Before I even get the time to process what's happening, I feel Lando's arms surrounding me.

'Oh my god, two of my favorite people together ! I could say I didn't see it coming but that would be a lie let's be real'

I frown at his comment. What's up with people ? Why is everyone acting like it was obvious it would happen ? We hated each other for fuck sake.

He breaks the hug and gives me a tap on the shoulder with a bright smile.

'Okay now, I can go back to my cardio session. We'll talk about it later though'

I smile back.

The fact that he took it so lightly doesn't surprise me at all considering it's Lando, but it still manages to relieve me in a way. Even if I keep saying I don't care what people will say, I do care if those are the people I care about. A small part of me can't help but wonder if maybe it'll have an impact on my relationships. What if some of my friends or my family started acting differently towards me ?

The first thing that comes to my mind is my father. I never really had a conversation with him about his thoughts on homosexuality but I don't need to. I know he wouldn't jump in my arms if he found out I like guys. That's not what I want though, I don't expect it to be an easy thing to accept. I just... I just want him to be okay with it. To treat me the same way. I do believe he could do that, but I'm afraid to find out how long it will take.

I take out my phone again to see if Charles replied to the text I sent him a few minutes ago. We were talking about the fifa game we played the other day and I might have mentioned how much he sucked.
To put it mildly.

'You're so annoying'

I laugh out loud without realizing it. What did I know exactly what he was going to reply ?
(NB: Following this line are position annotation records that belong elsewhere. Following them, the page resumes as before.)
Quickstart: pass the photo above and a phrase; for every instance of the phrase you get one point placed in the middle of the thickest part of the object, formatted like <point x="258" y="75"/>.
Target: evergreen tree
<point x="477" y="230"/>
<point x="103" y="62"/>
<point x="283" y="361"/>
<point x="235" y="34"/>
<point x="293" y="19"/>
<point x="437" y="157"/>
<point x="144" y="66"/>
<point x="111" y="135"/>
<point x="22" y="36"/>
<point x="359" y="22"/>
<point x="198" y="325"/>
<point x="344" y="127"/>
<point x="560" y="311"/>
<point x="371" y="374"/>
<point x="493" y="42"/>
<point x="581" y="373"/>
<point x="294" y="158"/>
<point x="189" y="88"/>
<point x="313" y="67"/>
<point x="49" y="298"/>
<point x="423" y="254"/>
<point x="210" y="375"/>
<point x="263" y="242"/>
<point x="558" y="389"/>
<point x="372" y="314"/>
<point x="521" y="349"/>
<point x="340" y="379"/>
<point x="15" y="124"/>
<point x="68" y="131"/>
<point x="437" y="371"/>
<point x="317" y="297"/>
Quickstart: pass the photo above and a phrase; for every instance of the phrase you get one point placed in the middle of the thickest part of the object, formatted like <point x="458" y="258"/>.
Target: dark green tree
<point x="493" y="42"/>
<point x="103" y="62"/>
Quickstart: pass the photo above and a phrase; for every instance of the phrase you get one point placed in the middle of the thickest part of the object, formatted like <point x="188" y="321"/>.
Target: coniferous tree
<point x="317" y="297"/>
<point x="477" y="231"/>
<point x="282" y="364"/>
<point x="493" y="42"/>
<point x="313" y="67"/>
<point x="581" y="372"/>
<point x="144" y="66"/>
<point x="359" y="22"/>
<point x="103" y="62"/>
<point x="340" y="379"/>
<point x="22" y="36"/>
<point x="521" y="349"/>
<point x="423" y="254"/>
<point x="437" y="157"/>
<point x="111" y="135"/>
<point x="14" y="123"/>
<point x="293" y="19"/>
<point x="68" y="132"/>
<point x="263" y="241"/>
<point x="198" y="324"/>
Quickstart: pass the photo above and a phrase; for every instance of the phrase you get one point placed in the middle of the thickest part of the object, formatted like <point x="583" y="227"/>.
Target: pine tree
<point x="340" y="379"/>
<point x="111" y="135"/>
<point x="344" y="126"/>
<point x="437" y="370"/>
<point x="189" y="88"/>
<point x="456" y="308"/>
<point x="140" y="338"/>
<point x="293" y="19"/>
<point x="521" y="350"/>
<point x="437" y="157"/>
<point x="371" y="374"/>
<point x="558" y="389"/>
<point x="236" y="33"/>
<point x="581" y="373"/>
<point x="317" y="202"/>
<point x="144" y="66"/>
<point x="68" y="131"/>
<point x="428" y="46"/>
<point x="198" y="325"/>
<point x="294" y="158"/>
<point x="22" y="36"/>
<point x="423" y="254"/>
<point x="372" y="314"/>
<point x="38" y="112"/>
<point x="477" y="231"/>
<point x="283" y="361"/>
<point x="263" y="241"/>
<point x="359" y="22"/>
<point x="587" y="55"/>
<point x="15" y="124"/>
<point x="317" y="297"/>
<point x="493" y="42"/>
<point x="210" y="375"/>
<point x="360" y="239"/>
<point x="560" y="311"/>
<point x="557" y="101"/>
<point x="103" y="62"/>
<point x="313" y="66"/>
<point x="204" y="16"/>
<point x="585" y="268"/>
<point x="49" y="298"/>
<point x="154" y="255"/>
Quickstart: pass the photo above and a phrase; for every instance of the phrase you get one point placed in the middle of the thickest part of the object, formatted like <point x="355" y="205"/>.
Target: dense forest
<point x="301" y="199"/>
'Yep, and that's why you like me so much'

He replies with a rolling-eye emoji but I'd  bet everything I have that his dimples are showing on the other side of the screen.

'I do. I don't know what that says about me'

I smile to myself but recover quickly. I really need to put it together. I act like a teenager with his first crush. It's embarrassing. I've never been like this with anyone. Ever. But with him, it's just... I can't help it.

When I'm not with him, I spend my time wishing I was. It's honestly ridiculous.

'It says that you have a good taste'

His response comes quite quickly.

'I sure do'

I force myself not to look in the mirrors surrounding me. Not willing to have the confirmation that I'm blushing.

'I need to go otherwise I'll get scolded by my coach, but talk to you soon <3'

'Have a good session, and say hi to Lando for me <3'

I like his message and put my phone back in my pocket.

We've been together for only a few days but I'm already the happiest I've ever been.

We spent most of them together. Playing games, padel, sim racing, eating. And all of that while talking. Over and over again. About everything. The races, our families, our fears.

Everything I learn about him makes me like him even more. If that's even possible. I've never felt so comfortable talking about anything with someone. He understands me in a way even I don't get.

It's scary but also, so so incredible.